Mas eu tenho percebido, até por mim mesma, que um grande obstáculo para a mulher que quer viajar, ou sair sozinha, é a timidez. É quase que uma vergonha, introjetada sobretudo naquelas que já ultrapassaram a faixa dos 50 anos, no sentido de que estar só, sem uma companhia masculina, é sinal de que foi rejeitada, ficou pra titia, solteirona, coroa etc. Ou, então, está se oferecendo quando senta-se em um bar ou qualquer outro recinto público, desacompanhada.
 Por causa disso, eu fumei mais de 30 anos. Era sair à rua sozinha e acender um cigarro atrás do outro. O cigarro foi meu companheiro inseparável por três décadas e teria me matado se eu não tivesse parado com o vício a tempo. Afinal, o cinema, sobretudo, vendia a imagem de mulheres fortes, independentes, seguras, lindas, sempre com um cigarro na mão. Mas, graças a Deus, esses tempos, em todos os sentidos, já eram. E para que você se sinta bem, e não fique com aquela cara de quem está esperando alguém que não virá, aqui algumas dicas, inclusive bastante utilizadas pelos homens:
1-      Durante a viagem, deixe para atualizar seus e:mails nos bares ou restaurantes. Também pode “tuitar”. Nada de telefonemas, a não ser que seja realmente necessário. Leve seu pequeno notebook, tablet ou smartfone com você.
2-      Esteja acompanhada de um bom livro, jornal ou revista. Nada de livrinhos de palavras cruzadas ou similares.
3-      Fotografe! Escolha um tema e se dedique a ele: janelas, postes, pássaros etc. etc. Não fotografe crianças, em nenhuma hipótese, principalmente na Europa, pois poderá ser mal interpretada.

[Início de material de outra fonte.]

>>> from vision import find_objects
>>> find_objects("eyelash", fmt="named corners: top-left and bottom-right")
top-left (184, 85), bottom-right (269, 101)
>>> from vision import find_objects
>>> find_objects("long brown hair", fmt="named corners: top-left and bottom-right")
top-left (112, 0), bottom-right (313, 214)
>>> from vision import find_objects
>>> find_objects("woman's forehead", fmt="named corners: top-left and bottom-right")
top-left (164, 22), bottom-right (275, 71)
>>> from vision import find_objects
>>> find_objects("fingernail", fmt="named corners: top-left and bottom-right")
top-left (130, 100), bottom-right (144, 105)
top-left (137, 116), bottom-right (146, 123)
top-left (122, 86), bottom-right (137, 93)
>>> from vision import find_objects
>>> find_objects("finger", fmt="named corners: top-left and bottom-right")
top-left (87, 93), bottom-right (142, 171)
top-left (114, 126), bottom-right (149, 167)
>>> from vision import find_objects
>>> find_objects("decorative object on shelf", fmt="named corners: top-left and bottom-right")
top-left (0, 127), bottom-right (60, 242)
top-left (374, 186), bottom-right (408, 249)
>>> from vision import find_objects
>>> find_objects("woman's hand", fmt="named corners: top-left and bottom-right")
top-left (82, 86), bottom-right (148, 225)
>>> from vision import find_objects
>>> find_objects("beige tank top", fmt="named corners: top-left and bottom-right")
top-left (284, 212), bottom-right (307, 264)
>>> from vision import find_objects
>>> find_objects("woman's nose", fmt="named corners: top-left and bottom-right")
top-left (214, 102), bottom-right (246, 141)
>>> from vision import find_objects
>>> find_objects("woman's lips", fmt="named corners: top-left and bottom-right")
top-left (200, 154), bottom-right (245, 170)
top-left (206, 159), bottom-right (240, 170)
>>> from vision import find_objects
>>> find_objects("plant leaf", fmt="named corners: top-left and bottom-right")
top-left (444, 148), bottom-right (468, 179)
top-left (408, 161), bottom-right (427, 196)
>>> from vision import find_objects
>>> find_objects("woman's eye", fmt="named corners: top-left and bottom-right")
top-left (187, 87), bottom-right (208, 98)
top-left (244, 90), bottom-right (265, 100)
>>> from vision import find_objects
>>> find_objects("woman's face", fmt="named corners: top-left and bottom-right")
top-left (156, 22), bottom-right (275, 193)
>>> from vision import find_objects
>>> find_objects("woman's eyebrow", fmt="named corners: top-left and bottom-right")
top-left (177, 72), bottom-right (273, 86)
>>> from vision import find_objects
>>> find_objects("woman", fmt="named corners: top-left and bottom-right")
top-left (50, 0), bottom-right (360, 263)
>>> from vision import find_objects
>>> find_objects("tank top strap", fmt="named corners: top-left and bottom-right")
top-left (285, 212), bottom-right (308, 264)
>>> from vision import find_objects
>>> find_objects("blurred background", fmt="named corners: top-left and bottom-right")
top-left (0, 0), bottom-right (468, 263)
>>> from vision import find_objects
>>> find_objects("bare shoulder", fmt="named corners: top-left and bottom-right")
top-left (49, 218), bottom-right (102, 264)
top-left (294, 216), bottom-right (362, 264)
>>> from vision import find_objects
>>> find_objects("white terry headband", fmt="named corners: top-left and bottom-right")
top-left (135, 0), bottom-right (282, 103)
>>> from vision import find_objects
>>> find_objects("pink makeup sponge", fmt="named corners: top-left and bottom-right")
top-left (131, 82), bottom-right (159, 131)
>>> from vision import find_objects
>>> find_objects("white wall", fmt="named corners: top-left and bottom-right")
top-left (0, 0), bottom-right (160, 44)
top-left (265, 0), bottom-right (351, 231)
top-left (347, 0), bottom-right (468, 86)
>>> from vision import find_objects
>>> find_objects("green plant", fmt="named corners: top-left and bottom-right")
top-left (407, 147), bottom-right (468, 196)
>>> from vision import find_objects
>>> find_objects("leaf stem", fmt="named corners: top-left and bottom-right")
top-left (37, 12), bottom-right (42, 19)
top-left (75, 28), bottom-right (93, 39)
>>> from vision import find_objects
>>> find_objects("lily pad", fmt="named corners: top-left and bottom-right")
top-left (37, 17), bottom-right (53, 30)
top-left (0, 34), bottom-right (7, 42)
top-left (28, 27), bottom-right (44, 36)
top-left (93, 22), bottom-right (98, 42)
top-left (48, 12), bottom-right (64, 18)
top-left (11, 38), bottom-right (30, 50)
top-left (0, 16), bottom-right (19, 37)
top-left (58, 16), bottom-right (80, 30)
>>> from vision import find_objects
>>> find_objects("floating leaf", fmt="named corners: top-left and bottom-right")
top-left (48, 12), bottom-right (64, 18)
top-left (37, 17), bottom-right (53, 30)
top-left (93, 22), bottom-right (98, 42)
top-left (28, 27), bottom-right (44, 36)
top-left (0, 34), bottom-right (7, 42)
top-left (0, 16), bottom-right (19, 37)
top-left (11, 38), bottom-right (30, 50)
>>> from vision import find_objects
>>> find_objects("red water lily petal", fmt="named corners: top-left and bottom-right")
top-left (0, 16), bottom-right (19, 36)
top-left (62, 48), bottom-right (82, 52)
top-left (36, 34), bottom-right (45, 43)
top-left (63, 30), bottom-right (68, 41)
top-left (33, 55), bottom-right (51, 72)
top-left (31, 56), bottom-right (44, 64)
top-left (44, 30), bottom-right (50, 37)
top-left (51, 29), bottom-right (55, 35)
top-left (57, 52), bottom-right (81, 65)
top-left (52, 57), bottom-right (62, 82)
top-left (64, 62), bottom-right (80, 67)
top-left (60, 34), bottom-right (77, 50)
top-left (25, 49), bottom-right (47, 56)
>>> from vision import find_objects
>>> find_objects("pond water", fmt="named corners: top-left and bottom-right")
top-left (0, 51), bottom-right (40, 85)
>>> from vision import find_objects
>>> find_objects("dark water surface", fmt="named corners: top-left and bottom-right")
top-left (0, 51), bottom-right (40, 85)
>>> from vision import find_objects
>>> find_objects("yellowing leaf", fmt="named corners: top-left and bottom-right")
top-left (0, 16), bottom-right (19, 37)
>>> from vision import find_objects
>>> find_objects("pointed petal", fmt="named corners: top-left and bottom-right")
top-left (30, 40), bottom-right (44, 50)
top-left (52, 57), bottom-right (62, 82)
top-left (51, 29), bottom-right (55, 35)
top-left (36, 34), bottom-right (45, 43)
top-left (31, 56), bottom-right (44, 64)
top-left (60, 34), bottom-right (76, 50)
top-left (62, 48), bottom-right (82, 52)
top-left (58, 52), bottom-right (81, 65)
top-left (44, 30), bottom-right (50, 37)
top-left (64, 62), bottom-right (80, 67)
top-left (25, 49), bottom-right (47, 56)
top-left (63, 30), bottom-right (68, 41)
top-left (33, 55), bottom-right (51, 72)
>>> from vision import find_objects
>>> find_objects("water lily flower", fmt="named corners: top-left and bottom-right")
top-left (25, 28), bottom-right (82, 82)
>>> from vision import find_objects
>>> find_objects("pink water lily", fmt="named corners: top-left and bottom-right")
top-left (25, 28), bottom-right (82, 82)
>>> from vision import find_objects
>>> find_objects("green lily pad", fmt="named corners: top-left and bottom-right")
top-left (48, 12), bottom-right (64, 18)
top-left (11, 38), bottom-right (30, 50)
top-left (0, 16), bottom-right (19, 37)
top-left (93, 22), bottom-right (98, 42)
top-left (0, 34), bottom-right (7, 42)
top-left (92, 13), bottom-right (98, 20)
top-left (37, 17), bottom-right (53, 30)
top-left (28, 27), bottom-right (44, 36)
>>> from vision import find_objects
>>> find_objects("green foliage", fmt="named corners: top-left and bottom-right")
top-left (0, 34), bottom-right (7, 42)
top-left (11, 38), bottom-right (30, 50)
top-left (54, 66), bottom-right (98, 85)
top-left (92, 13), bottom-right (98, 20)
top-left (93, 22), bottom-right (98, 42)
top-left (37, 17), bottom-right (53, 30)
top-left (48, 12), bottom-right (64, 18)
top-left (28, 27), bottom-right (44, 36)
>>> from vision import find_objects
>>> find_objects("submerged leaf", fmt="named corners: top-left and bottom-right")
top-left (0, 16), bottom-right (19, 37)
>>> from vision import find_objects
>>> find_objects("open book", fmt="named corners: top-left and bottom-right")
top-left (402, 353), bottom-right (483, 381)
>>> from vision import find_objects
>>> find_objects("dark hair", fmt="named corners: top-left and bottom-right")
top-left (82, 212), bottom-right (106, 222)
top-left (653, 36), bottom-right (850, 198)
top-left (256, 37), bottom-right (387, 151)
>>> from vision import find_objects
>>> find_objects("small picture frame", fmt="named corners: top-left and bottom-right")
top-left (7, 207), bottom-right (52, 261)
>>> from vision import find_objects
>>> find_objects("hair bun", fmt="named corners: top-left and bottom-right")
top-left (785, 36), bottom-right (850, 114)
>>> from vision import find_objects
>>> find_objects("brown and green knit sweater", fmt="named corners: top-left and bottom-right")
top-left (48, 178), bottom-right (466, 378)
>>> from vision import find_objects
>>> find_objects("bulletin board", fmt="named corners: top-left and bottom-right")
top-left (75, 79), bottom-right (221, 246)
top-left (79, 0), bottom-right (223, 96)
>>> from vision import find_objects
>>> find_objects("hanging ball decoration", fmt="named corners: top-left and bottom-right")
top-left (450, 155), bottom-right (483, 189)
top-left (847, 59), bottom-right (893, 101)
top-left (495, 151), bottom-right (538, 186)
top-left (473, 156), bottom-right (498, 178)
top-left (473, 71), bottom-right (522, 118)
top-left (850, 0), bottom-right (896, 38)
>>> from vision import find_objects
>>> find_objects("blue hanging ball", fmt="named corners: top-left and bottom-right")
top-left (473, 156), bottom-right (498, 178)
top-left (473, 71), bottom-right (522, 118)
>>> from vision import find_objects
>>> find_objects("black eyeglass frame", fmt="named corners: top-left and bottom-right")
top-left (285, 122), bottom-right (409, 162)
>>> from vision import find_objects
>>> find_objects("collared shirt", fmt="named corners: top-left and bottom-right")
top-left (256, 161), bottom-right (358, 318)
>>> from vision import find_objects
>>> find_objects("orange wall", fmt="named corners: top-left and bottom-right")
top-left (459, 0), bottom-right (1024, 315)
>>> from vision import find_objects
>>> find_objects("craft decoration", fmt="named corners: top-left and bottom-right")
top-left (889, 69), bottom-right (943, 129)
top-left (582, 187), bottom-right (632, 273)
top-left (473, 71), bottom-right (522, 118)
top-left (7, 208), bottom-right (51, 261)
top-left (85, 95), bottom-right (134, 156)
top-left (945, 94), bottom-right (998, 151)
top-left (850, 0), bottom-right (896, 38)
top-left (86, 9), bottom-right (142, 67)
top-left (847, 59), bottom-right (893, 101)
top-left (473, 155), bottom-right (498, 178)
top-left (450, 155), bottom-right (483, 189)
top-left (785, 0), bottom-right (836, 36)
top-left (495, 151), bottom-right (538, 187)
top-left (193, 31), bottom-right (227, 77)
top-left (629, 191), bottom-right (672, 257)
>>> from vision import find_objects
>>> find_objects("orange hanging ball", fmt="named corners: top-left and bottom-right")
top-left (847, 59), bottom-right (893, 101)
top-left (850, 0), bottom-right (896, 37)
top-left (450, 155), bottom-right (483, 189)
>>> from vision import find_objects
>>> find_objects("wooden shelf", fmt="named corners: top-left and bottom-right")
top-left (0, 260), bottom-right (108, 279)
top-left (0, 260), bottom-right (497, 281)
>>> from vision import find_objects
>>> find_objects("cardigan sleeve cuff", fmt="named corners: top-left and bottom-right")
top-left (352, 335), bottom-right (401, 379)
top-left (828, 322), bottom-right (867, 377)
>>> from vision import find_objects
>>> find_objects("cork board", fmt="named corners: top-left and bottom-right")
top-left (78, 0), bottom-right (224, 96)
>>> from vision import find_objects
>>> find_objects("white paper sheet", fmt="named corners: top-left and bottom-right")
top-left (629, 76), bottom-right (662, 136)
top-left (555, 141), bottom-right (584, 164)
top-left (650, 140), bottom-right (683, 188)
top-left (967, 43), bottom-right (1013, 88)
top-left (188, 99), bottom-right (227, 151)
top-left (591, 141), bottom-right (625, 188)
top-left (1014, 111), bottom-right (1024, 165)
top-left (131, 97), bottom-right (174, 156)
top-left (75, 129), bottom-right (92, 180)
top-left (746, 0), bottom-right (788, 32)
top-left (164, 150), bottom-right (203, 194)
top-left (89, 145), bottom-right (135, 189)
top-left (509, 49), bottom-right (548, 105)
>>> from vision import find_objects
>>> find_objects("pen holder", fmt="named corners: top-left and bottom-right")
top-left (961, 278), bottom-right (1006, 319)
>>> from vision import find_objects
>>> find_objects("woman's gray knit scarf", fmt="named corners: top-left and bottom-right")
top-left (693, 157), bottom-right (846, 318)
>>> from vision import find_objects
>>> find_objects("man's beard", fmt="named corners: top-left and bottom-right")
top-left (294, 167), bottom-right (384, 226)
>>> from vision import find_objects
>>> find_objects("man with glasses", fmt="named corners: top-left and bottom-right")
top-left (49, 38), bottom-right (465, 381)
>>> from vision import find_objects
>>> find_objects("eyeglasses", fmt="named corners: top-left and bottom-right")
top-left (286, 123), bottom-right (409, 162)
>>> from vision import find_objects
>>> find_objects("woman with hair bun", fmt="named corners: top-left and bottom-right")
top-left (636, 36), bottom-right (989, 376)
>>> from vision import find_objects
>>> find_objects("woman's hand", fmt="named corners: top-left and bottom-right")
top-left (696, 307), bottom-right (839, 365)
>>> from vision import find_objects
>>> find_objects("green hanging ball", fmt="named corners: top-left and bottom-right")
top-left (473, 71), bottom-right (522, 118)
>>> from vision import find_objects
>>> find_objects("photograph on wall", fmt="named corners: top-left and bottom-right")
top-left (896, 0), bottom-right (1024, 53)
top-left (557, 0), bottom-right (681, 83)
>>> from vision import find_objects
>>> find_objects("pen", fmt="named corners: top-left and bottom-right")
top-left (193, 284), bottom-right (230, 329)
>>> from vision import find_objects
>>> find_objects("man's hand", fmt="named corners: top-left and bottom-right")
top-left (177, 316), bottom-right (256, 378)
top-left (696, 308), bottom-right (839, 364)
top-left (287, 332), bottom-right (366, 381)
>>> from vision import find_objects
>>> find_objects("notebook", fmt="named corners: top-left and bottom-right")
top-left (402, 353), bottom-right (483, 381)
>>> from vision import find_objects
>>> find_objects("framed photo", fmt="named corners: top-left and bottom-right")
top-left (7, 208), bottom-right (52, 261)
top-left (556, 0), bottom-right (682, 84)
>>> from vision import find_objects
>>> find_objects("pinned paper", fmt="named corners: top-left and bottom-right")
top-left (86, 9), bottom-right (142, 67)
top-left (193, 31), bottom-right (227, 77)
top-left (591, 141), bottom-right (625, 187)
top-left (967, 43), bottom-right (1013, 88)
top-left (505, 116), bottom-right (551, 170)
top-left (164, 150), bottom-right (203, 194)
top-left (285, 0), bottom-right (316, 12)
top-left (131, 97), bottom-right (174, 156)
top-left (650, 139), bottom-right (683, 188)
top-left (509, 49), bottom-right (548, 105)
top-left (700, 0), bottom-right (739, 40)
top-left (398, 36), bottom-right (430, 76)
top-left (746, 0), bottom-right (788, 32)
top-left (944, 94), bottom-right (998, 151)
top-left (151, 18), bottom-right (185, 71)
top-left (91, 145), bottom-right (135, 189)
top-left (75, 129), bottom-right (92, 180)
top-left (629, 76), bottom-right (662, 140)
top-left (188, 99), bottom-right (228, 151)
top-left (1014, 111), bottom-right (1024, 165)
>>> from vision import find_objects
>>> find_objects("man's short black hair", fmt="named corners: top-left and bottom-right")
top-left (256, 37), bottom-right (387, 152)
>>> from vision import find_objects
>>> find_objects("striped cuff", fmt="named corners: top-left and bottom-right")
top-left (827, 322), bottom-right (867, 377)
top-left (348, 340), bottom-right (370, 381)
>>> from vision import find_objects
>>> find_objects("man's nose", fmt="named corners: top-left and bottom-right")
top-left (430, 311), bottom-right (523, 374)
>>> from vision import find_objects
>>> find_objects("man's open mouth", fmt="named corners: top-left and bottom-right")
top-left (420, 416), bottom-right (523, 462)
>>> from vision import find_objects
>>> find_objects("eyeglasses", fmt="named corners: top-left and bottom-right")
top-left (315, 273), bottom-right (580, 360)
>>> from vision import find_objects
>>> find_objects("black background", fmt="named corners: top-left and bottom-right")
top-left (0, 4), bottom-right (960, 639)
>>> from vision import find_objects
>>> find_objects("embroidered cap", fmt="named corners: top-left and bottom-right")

4-      Se for a um bar à noite, sente-se no balcão. No mínimo, você vai puxar um bom papo com o barman. Se for de manhã, ou à tarde, escolha uma mesinha do lado de fora e peça um café e uma taça de licor. O garçom vai achar você o máximo e irá tratá-la muito bem.
5-      Os bares com música ao vivo onde se toca jazz ou blues são muito intimistas e é possível que você encontre vários outros aficionados, de ambos os sexos, sozinhos.
6-      Use roupas e sapatos confortáveis, mais clássicos, nada que chame muita atenção. Faça o tipo despojado chique, nada de fazer como as americanas que saem para um passeio com roupas e tênis parecendo que vão disputar alguma Olimpíada. Um chapéu de palha masculino cai bem.
7-      Respeite, absolutamente, os costumes locais. Eu, por exemplo, chamei um motorista de táxi de “moço”, em Lisboa, e ele ficou ofendido, quase me colocou para fora do carro. A nossa informalidade brasileira às vezes incomoda.
8-      Finalmente, e principalmente, não se sinta como se fosse o centro das atenções, porque você não é. Você está apenas se divertindo sozinha, conhecendo outros lugares, outras pessoas (quando for o caso), ninguém tem nada com isso: boa viagem!


[i] Eu me refiro ao blog no plural, pois entendo que ele pertence a todas nós.